Frankfurt/Oder (kel). Während der Kleist-Festtage wurde das Stück „paradies fluten” vom Kleist-Förderpreisträger Thomas Köck aufgeführt.

Irritiert wirkten die Besucherinnen und Besucher. Sie sahen im Wandelgang des Kleist Forums ein Autowrack, an der Decke hängende Autoreifen, auf dem Boden lagen verkrampfte Menschen, andere posierten in Stellungen, die von Fotos in Sexmagazinen übernommen wurden.
Eine Schauspielerin sprach über den kommenden Weltuntergang, da die Sonne die Erde verbrennen werde. „Die Katastrophe ist nicht vermeidbar“, lautete das Fazit. Dieses Untergangsszenario bildete den Prolog in Thomas Köcks Theaterstück „paradies fluten“.
Der Hauptteil wurde im ausverkauften Theatersaal der Probebühne gezeigt. Er begann mit rhythmischer Musik und expressivem Tanz. Das Schauspiel behandelt die Themen Kolonialisierung, Globalisierung, Kapitalismus, Klimawandel und auch Demenz. Ein Vater hat eine Kfz-Werkstatt eröffnet. Er geht jedoch durch „spätkapitalistische Verblendung“ pleite und wird demenzkrank. „Der Markt ist ein scheues Reh“, erklingt es ironisch von der Bühne. Die Tochter, eine Tänzerin, die auf Honorarbasis arbeitet, plagen Existenzängste. „Kein Honorar, keine Basis“. Von der Gegenwart ging es übergangslos in die Vergangenheit. Ein deutscher Architekt will im Jahr 1890 in Manaus, Brasiliens einstiger Kautschuk-Hochburg, mit „neuen Menschen“ ein Opernhaus bauen.

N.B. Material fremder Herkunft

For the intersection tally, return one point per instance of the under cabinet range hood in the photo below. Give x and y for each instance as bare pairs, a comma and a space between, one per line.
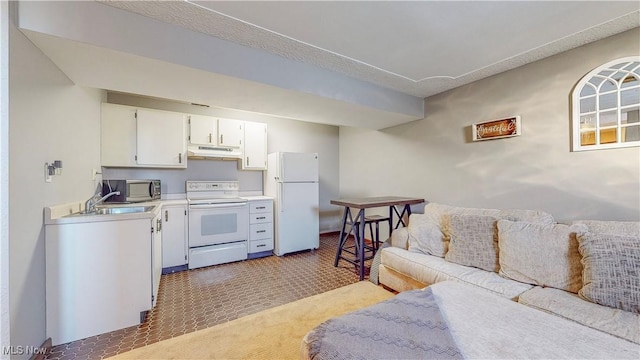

Gleichzeitig boomt der Kautschukraubbau. Aus dem Naturkautschuk, der Träne des Kautschukbaums, werden auch Autoreifen hergestellt. Tanz, Sprache und Musik verbinden Köcks Handlungsstränge. Kurz vor dem Ende der Vorstellung durften alle Gäste auf die Bühne. Sie wurden Teil der Inszenierung.
Thomas Köck erhielt für sein Theaterstück den Kleist-Förderpreis. „Wofür man früher ungefähr vier Stücke brauchte, braucht man jetzt nur noch einen Köck“, sagte die Dramatikerin Rebekka Kiercheldorf, die 2003 den Kleist-Förderpreis erhielt, in ihrer Laudatio. Wer das Stück liest oder sieht, spare sich ein Familiendrama, ein Historienstück, einen Polit-Thriller, einen postdramatischen Text, einen Lyrikband. Das Stück grenzt an ein Gesamtkunstwerk. Inszeniert wurde es von der Regisseurin Marie Bues und der Choreografin Nicki Liszta vom Theater Rampe aus Stuttgart. Sie haben Köcks starken Text tempo- und fantasiereich auf die Bühne gebracht. Dafür gab es berechtigten lang anhaltenden Beifall.